Slut – „Songs aus Die Dreigroschenoper“ (2006)
Auch dieses Album entstand aus einer Theaterproduktion – in diesem Fall am Theater Ingolstadt – und überträgt Weills Musik in eine moderne, alternative Rock-Ästhetik. Die deutsche Indie-Rock-Band „Slut“ setzt auf eine dichte, melancholische Atmosphäre mit energischen Gitarren und treibenden Rhythmen, wodurch der Stoff eine zeitlose Dringlichkeit erhält. Eine zweite Lieblinsversion …

Lotte Lenya, die Ehefrau und Muse von Kurt Weill, war die zentrale Interpretin seines Werkes. Viele seiner Kompositionen für Frauenstimme – von der Seeräuber-Jenny bis zur Anna aus den “Sieben Todsünden“ – schrieb er ihr buchstäblich auf den Leib bzw. in die Kehle. Sie verzichtete auf klassischen Wohlklang und setzte stattdessen auf rohe Emotionalität.

Mit diesem natürlichen, aber expressiven Gesangsstil verlieh sie jeder dieser Figuren eine unverwechselbare Authentizität. Ihr Einfluss auf nachfolgende Generationen von Sängerinnen ist groß, denn Weills Lieder – zumeist mit Texten von Bertolt Brecht – werden bis heute häufiger von Frauen als von Männern interpretiert.

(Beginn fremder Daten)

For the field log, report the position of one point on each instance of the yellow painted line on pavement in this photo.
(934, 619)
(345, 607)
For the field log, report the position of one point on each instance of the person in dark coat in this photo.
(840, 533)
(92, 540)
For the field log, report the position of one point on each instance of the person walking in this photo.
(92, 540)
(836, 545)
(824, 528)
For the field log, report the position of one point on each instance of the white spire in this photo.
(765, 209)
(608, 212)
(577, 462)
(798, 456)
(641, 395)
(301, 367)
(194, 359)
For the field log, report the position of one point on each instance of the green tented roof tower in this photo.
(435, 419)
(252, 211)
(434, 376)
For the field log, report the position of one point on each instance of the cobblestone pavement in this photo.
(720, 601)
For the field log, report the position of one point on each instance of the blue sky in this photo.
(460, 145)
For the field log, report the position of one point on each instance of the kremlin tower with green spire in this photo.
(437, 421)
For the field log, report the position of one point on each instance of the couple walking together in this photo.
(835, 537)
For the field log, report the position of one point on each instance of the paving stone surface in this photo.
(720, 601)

Drei Interpretinnen, deren Weill-Darbietungen ich persönlich sehr stark finde – und die auch darüber hinaus interessante Sängerinnen sind – möchte ich hier vorstellen:

Die kürzlich verstorbene Marianne Faithfull besaß eine markant-raue, von einem bewegten Leben gezeichnete Stimme, die ihren Interpretationen eine intensiv-düstere Note verlieh. Ihre Ausdruckskraft passte hervorragend zur ironischen und gesellschaftskritischen Atmosphäre der Brecht-Weill-Songs. Stücke wie “Surabaya Johnny“ oder “Pirate Jenny“ bekamen durch ihre Stimme eine besondere Tiefe.

Hörtipp:
„20th Century Blues“ (1996, Reverso) und
“Weill: The Seven Deadly Sins” (2004, BGM)

Dagmar Krause geht theatralischer und schärfer konturiert an das Weill-Repertoire heran. Ihre musikalischen Wurzeln liegen in der experimentellen, progressiven Canterbury-Szene mit Bands wie “Slapp Happy“ und “Henry Cow“, in denen sie Mitglied war. 

Diesen herausfordernden, oft radikalen Ansatz bringt sie auch in ihre Brecht-Weill-Interpretationen ein – sowohl in deutschen als auch in englischen Fassungen. Ihre Versionen sind aufregend, engagiert und oft von ganz verschiedenen Instrumenten begleitet.

Hörtipp:
„Supply & Demand -
Songs By Brecht/Weill & Eisler“
, (1986, Hannibal)

 

Eine weitere herausragende Weill-Interpretin ist Salomé Kammer. Sie verfügt über eine enorme stimmliche Flexibilität. Durch ihre klassische Gesangsausbildung besitzt sie eine außergewöhnliche Bandbreite, die von opernhafter Klarheit bis hin zu kabarettistischer Schärfe reicht. Gepaart mit ihrer theatralischen Präsenz macht dies ihre Darbietungen zu einem sehr unterhaltsamen und faszinierenden Erlebnis.

Hörtipp:
„I’m a Stranger Here Myself“ (2013, Capriccio)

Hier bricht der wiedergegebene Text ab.